Em suma, precisamos de um programa radical para o Brasil. Além de garantir uma transformação radical da matriz energética do país, a partir das bases aqui explicadas, precisamos de uma transição na própria matriz econômica do país. Ir para longe dos combustíveis fósseis e outras formas de produção de energia poluentes, deve vir combinado com um combate aos pilares extremamente destrutivos da nossa economia: o agronegócio, a mineração e outras formas de extrativismo. No Brasil, o desmatamento é um ator protagonista na crise climática, assim como evitar o desmatamento e avançar numa lógica de reflorestamento e preservação é uma das principais colaborações que o país pode dar no combate às mudanças climáticas. Combinado a isto tudo, o país também deve avançar numa reforma agrária de caráter agroecológico, sustentando a produção familiar e acabando com as práticas tão nocivas de monocultura e a lógica de commodities.

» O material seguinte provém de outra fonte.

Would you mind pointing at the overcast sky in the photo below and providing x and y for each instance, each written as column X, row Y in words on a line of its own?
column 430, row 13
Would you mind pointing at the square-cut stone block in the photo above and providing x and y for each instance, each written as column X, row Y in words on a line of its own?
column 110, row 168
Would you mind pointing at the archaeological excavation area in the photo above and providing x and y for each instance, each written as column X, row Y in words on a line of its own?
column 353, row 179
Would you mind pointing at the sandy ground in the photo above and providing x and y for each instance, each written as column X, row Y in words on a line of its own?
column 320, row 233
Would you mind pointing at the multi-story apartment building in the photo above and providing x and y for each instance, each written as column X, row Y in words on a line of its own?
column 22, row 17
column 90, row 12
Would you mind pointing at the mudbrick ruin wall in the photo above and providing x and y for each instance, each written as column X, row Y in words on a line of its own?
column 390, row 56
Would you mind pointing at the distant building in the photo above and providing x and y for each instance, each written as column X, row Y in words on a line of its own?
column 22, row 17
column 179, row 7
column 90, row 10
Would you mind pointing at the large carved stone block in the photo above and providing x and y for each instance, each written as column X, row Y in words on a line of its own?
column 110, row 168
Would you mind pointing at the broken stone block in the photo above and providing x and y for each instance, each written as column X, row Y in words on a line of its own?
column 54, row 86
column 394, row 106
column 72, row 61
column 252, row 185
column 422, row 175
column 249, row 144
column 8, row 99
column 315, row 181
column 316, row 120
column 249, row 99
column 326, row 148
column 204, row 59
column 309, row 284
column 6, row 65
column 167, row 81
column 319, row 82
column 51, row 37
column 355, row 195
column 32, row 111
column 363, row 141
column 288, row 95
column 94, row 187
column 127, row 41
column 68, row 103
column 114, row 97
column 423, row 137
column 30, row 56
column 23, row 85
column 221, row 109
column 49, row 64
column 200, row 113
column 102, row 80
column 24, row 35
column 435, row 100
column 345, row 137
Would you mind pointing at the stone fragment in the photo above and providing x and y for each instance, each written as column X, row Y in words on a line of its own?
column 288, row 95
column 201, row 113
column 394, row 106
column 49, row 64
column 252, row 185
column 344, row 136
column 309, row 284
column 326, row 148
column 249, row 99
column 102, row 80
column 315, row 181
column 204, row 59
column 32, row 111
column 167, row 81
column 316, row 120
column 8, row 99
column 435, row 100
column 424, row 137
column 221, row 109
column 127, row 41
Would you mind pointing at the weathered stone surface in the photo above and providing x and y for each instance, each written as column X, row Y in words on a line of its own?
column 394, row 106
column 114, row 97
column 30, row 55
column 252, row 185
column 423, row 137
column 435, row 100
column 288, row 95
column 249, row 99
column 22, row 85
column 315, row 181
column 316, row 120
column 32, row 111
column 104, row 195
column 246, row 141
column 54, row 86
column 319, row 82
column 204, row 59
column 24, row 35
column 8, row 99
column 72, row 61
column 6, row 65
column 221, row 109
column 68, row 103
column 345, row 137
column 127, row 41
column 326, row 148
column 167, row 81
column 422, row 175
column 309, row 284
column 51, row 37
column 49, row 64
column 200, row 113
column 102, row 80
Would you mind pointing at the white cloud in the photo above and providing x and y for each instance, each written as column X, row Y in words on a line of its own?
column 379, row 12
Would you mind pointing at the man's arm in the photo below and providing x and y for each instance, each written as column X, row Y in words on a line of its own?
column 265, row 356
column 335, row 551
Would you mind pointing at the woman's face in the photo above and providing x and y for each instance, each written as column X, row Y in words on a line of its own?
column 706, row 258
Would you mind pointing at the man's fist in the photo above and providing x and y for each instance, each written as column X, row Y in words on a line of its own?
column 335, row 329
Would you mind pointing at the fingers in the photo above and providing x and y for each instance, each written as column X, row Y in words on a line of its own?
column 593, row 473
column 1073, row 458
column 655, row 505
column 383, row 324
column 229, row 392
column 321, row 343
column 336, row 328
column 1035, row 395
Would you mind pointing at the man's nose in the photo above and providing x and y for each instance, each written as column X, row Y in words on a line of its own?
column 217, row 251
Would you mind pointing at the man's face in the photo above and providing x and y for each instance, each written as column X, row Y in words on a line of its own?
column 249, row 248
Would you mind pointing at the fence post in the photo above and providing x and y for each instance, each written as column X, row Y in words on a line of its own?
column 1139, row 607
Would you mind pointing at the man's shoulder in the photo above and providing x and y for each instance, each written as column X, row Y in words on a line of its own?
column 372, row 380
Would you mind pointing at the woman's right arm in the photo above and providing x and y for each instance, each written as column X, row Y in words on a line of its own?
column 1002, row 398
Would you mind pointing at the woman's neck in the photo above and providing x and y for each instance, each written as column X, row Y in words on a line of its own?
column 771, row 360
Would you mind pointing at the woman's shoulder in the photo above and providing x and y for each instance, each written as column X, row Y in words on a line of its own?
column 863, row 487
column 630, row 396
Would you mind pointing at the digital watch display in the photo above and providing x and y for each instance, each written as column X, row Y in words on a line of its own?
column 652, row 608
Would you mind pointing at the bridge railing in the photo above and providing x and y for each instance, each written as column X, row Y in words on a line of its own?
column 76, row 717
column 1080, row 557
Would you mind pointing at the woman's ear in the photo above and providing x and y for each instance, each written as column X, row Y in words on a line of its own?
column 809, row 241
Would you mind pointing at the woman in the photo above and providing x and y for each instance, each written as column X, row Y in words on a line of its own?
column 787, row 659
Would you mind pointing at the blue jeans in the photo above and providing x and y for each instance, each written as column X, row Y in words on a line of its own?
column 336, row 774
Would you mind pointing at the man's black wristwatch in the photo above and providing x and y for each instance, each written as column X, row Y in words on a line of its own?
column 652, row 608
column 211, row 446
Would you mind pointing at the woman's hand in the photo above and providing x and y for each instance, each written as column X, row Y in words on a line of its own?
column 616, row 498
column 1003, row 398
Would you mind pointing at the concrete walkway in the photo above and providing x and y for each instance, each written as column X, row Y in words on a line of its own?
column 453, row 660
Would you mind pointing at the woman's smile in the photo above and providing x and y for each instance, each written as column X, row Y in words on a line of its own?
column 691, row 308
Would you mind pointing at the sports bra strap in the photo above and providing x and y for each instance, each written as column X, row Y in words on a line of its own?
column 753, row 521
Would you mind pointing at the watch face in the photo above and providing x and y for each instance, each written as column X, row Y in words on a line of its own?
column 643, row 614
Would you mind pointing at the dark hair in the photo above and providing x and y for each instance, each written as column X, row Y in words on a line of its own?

Ao olhar para os desafios para o Brasil, é evidente que o programa necessário é um programa de profundo enfrentamento aos poderes estabelecidos no país. Um programa que enfrente a indústria fóssil, os latifúndios e os garimpos. Um programa que transforme a coluna vertebral do país, indo contra os pilares do capitalismo em terras brasileiras e o interesse do capital internacional nos nossos recursos. Um programa que enfrente a violência no campo e o genocídio dos povos indígenas, além de transformar a lógica que ordena as nossas cidades. Em outras palavras, o programa de transformações estruturais que necessitamos é um programa guiado pelos princípios e objetivos estratégicos do ecossocialismo.
*Matheus Hein é Militante ecossocialista do Afronte.